Mes premières photos à l’argentique

Au début de l’été, je me suis offert mon premier appareil photo argentique – je veux dire, si l’on ne compte pas les jetables qui ont accompagné l’enfant des années 90 que j’étais. Je voulais un point and shoot facile à utiliser et transporter. Après un long benchmark et de tout aussi longues hésitations, j’ai cédé à la hype (méritée) de l’Olympus Mju II trouvé sur leboncoin.

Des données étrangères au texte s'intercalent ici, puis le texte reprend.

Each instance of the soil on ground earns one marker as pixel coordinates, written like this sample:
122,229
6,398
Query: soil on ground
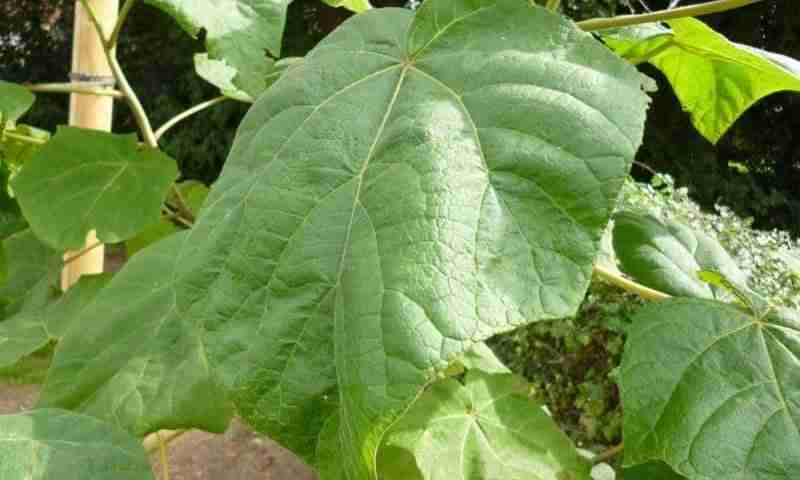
238,454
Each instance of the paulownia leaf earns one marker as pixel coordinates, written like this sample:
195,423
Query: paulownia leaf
713,390
32,266
238,34
85,180
43,321
487,428
715,80
194,194
668,255
15,100
59,445
418,185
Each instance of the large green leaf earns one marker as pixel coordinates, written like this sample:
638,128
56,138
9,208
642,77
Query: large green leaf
487,428
713,390
416,186
32,267
59,445
15,100
668,255
715,80
238,35
42,321
85,180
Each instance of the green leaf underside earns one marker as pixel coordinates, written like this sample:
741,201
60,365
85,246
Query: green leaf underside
33,268
715,80
668,256
486,429
15,100
101,181
651,471
713,391
386,205
194,194
238,33
42,321
59,445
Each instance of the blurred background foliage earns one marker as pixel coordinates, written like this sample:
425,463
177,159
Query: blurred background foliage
754,171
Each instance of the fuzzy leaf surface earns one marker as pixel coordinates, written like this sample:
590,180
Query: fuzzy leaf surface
101,182
713,390
417,185
715,79
488,428
668,255
55,444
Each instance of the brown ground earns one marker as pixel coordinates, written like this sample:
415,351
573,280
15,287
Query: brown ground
236,455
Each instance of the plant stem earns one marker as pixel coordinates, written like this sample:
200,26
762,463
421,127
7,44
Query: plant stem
123,14
188,113
608,454
629,285
661,15
73,88
25,138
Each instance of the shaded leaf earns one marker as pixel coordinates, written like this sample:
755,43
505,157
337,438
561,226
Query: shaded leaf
715,79
238,35
668,256
387,205
85,180
713,390
488,428
60,445
46,319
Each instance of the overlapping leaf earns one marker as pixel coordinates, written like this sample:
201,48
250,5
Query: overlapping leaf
668,256
54,444
715,79
101,181
713,390
416,186
238,35
487,428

C’était l’annonce d’un monsieur qui semble avoir un petit business d’appareils photo argentiques et j’ai considéré qu’avec une note globale de 5/5 pour plus de 900 avis, il n’était pas déraisonnable de lui acheter le susmentionné point and shoot. On s’est rencontrés pour une remise en main propre à Paris et je suis repartie avec un objet fonctionnel. Pour combien de temps ? L’avenir nous le dira. J’ai acheté l’Olympus Mju II en étant au parfum de l’un de ses gros points faibles, à savoir son électronique périssable qui vous lâche sans prévenir. C’est le jeu.

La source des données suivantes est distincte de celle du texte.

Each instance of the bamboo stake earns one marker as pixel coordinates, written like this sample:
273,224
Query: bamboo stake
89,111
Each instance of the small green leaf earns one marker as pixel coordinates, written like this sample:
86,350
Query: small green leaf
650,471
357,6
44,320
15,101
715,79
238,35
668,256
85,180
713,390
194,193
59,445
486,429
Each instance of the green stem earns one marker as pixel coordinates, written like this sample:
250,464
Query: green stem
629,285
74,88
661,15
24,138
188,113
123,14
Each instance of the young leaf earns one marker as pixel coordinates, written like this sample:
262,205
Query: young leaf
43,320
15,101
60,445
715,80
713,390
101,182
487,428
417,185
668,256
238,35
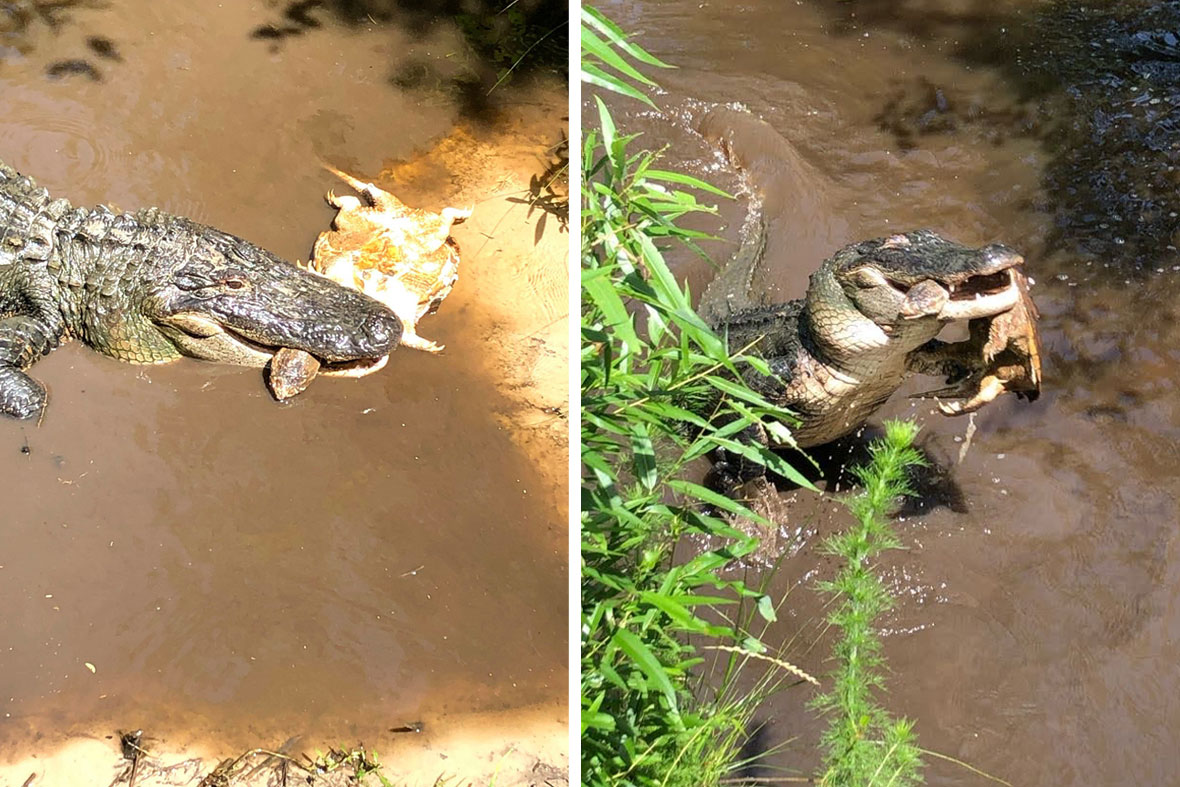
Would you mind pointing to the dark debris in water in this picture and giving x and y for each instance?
(256, 767)
(1096, 84)
(73, 67)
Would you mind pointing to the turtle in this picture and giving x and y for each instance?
(402, 256)
(399, 255)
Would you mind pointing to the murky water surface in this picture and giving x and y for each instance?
(377, 552)
(1036, 633)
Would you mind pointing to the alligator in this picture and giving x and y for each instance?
(869, 321)
(871, 314)
(150, 288)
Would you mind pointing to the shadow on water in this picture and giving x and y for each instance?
(506, 40)
(510, 40)
(1097, 85)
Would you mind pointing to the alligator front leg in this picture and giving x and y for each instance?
(23, 340)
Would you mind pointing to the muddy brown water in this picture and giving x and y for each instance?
(1036, 628)
(377, 552)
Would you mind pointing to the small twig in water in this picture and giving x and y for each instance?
(969, 767)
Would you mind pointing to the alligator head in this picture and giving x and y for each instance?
(234, 302)
(922, 275)
(900, 290)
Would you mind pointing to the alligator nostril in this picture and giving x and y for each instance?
(385, 329)
(1002, 255)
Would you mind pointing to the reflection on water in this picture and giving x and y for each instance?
(1036, 629)
(328, 566)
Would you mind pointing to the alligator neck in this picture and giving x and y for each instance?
(103, 264)
(838, 334)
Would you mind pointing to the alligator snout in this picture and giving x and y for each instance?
(380, 333)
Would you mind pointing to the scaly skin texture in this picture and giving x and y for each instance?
(149, 288)
(867, 322)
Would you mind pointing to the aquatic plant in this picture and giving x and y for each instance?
(864, 745)
(648, 618)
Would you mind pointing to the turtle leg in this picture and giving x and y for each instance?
(941, 359)
(23, 340)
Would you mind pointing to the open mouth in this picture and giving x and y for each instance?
(200, 336)
(982, 286)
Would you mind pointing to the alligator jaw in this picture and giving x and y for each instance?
(981, 296)
(984, 295)
(197, 335)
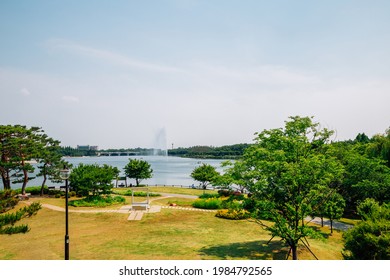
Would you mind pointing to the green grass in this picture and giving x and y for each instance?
(176, 190)
(170, 234)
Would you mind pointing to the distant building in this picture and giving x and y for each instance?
(87, 148)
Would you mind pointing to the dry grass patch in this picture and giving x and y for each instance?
(170, 234)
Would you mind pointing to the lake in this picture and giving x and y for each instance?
(166, 170)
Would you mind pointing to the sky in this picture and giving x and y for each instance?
(127, 74)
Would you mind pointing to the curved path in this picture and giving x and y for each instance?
(137, 214)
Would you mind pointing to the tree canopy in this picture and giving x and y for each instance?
(205, 174)
(138, 169)
(290, 166)
(92, 179)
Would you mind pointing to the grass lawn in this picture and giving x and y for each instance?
(162, 189)
(170, 234)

appareil photo argentique appareil photo argentique

Maintenant que je connais un peu les règles de compositions et tout le tralala, je voulais retrouver le plaisir de prendre des photos sans savoir si elles sont réussies, les aimer même quand elles sont ratées et les conserver précieusement dans une boîte que j’ouvrirai en écoutant Lana Del Rey quand je serai prise d’un élan de nostalgie.

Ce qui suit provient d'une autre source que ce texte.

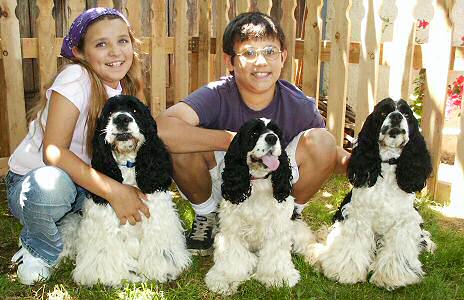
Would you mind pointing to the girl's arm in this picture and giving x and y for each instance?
(61, 122)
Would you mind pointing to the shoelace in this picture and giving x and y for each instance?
(201, 224)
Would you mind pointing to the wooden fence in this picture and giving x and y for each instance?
(181, 63)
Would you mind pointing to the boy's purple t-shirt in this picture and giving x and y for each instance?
(220, 106)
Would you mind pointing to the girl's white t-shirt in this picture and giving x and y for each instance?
(74, 84)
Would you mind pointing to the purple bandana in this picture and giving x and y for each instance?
(81, 23)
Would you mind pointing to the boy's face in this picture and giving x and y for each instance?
(259, 75)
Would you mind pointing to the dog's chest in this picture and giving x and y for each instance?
(382, 204)
(258, 218)
(128, 175)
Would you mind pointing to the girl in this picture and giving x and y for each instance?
(49, 173)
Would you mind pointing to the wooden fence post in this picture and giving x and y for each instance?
(12, 64)
(204, 42)
(312, 49)
(181, 38)
(338, 79)
(158, 56)
(46, 41)
(457, 186)
(437, 56)
(288, 24)
(368, 63)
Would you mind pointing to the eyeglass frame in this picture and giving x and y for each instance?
(258, 53)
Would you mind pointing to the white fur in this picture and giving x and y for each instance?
(109, 253)
(255, 240)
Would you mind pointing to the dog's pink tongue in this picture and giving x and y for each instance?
(271, 162)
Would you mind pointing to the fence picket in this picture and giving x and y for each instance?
(158, 56)
(133, 9)
(221, 19)
(402, 48)
(288, 23)
(12, 65)
(181, 68)
(338, 79)
(105, 3)
(204, 42)
(312, 49)
(369, 63)
(437, 62)
(46, 42)
(75, 8)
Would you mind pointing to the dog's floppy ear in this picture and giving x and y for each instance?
(364, 165)
(414, 164)
(153, 165)
(102, 157)
(236, 185)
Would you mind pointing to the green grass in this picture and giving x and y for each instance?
(444, 268)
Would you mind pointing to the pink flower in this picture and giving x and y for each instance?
(423, 23)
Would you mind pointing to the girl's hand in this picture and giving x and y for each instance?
(127, 202)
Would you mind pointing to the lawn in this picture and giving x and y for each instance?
(444, 269)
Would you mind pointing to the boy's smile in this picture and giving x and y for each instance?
(256, 78)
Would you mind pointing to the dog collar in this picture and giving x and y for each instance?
(129, 164)
(256, 178)
(391, 161)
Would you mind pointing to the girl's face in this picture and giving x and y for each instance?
(108, 49)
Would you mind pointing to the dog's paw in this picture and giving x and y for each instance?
(280, 278)
(396, 275)
(220, 284)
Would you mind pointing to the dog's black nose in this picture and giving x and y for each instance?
(271, 139)
(121, 121)
(396, 118)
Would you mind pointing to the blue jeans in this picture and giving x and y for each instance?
(40, 199)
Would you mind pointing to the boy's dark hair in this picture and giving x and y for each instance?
(239, 29)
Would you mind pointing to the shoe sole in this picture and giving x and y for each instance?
(201, 252)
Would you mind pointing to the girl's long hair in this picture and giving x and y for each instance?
(132, 84)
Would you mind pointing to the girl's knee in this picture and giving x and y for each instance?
(49, 185)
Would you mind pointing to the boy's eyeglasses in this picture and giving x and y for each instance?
(269, 53)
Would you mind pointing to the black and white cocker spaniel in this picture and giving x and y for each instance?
(126, 147)
(377, 230)
(256, 232)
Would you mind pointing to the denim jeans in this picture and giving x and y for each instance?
(40, 199)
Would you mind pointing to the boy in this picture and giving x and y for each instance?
(199, 129)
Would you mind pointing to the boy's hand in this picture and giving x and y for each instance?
(127, 202)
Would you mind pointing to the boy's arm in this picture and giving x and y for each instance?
(178, 128)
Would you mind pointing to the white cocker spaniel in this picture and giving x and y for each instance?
(256, 231)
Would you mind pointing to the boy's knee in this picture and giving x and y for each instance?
(320, 147)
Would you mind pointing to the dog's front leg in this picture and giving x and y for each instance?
(163, 252)
(233, 264)
(397, 263)
(275, 267)
(102, 254)
(348, 252)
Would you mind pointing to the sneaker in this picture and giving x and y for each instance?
(30, 268)
(200, 239)
(295, 215)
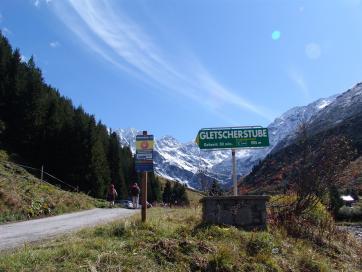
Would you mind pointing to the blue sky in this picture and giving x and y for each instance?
(172, 67)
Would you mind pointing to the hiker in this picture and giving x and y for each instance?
(135, 193)
(111, 195)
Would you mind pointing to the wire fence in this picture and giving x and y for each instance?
(44, 176)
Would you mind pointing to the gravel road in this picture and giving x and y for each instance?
(16, 234)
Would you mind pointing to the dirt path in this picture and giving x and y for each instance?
(16, 234)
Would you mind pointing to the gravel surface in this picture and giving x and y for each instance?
(16, 234)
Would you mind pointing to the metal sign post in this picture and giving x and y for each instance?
(144, 196)
(233, 138)
(144, 163)
(235, 183)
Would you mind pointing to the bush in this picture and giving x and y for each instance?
(315, 223)
(259, 243)
(350, 213)
(308, 264)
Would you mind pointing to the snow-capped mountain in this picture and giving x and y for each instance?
(183, 161)
(281, 131)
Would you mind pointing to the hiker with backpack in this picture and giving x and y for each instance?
(111, 195)
(135, 193)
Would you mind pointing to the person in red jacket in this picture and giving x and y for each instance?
(135, 193)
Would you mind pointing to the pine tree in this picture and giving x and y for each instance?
(179, 195)
(115, 165)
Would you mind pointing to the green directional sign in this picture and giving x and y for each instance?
(233, 137)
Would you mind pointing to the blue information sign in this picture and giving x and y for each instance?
(144, 153)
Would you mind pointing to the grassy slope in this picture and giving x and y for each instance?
(193, 195)
(22, 196)
(173, 240)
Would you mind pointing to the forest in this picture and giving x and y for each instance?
(40, 127)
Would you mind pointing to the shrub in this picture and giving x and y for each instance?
(259, 243)
(308, 264)
(350, 213)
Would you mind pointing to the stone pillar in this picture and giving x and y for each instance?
(247, 211)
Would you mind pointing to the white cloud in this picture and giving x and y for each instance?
(54, 44)
(37, 3)
(313, 50)
(23, 58)
(298, 79)
(120, 41)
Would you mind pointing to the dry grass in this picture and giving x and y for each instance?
(174, 240)
(22, 196)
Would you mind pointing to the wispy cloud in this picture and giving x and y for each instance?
(54, 44)
(122, 42)
(299, 80)
(23, 58)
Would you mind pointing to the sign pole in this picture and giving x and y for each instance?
(144, 196)
(234, 172)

J’avais aussi et surtout envie de capturer plus de souvenirs de mes gens (que vous ne verrez pas ici pour des raisons évidentes de préservation de la vie privée), saisis à travers le charme intemporel d’une photo argentique. C’est que ça n’a pas la même saveur qu’une photo en tellement en HD que l’on peut voir qui a les pores bouchés.

Pour les photos de cet article, j’ai utilisé une pellicule Kodak UltraMax 400. Elles ont été développées chez un photographe près de chez moi et j’en ai eu pour la modique somme de 60 euros – 2 x 36 poses.

Si on fait les calculs, une image avec cet appareil photo argentique coûte environ un euro. Inutile de préciser qu’à ce prix-là, on réfléchit à deux fois avant d’appuyer sur le déclencheur. Je les ai scannées à la maison avec mon imprimante ; elles ont perdu en qualité au passage et sont parfois tordues car mal positionnées dans le scanner. Tant pis, j’ai eu la flemme de les ajuster.

Même si c’est coûteux, je me réjouis d’avoir ces petits morceaux de vie choisis – parfois volés, parfois posés – à chérir et je suis impatiente d’en créer de nouveaux.